Urban bees don’t tolerate heat well, but they don’t have the same ability to cool off as we do. A new study from North Carolina State University found many bee species die off as temperatures rise.

Scientists put individual bees from 15 different species into a closed tub, and raised the temperatures until they were “incapacitated.” (We won’t explore that term further here).

Carpenter bees are the most heat tolerant. They could stand a maximum temperature between 122 and 124 degrees Fahrenheit. The green sweat bee and a bumblebee peaked below 113 degrees. Bees showed adverse effects at lower temperatures, too. With temperatures hitting the high 90s in much of San Diego County’s eastern areas, there’s no doubt our local bees are exposed to these temperatures.
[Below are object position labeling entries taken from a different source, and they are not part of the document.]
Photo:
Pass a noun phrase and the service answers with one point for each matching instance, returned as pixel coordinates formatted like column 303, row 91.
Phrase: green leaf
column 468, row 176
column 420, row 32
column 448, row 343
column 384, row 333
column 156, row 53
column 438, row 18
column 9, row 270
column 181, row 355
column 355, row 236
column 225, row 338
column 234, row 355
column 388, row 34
Good Earth Plant Company added an urban beehive to our green roof in 2015 and it’s thriving.

The scientists also studied local bee populations at 18 different urban heat islands identified in the Raleigh, North Carolina area over two years. The field study matched the results in the lab. Bees with the lower tolerance to heat died off more quickly when they faced urban warming. One more reason we should be encouraging the addition of green roofs (like mine!) and other cooling elements to urban buildings. We cannot afford to lose our critically important bee population.

Eat Your Veggies In Space

We would write anything about plant experiments in space. Especially during Comic-Con week!

For several years, NASA Researchers from the University of Florida have been working with astronauts on the International Space Station on experiments to learn how to grow plants in an environment with no gravity. You might remember seeing astronaut Scott Kelly eating the first harvest of red lettuce last year. In February, the SpaceX CRS-10 mission successfully launched a new experimental module with plant seeds to the Space Station. Plants will be grown, harvested, and returned to Earth. Once they are back on solid ground, scientists at the University of Florida Institute of Food and Agricultural Sciences will sequence the genomes to see what changes in gene expressions occurred in orbit.
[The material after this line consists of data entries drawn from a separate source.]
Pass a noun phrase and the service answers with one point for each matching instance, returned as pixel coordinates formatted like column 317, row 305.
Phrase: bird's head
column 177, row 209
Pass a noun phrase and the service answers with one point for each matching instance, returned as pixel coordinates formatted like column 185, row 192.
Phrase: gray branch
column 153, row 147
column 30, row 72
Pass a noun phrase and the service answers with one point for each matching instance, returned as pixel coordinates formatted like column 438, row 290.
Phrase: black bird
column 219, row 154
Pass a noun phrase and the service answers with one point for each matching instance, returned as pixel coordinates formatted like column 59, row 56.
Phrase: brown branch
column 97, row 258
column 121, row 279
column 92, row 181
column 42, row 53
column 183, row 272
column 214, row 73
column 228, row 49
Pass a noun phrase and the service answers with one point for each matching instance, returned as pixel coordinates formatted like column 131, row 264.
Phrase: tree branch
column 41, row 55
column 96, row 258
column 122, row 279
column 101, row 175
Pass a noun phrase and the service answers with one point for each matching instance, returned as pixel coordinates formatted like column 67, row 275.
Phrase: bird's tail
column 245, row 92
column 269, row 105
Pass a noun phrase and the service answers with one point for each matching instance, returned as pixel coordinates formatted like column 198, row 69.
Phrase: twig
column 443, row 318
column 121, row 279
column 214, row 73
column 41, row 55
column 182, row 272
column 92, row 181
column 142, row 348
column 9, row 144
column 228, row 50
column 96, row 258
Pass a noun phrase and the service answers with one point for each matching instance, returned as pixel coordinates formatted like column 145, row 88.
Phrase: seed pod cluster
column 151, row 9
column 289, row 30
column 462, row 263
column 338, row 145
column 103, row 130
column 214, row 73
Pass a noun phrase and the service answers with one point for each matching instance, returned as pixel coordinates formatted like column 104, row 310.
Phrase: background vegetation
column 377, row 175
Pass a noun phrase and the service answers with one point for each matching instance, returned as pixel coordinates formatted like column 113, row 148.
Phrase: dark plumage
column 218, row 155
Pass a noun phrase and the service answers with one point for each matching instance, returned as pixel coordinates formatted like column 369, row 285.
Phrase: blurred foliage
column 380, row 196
Learning to grow plants in space will be critical to long-range space missions, like traveling to Mars. But what I also appreciate about these missions is the recognition by the scientists and by the astronauts themselves of the psychological benefits of growing plants on space missions. Having living plants can help with stress and increase the crew members’ enjoyment. It’s a little bit of home for them. In a video about the program, those benefits are mentioned as well.

By studying how plants grow in space, the researchers hope to have a better understanding of how plants might respond to a changing earth, as well as have a stronger base for sending plants into space in the future.

Vegging Out: Science At NASA video explaining how plants grow in space

This project is called VEGGIE, and it even has its own mission patch. That’s as cool as it gets for plant science!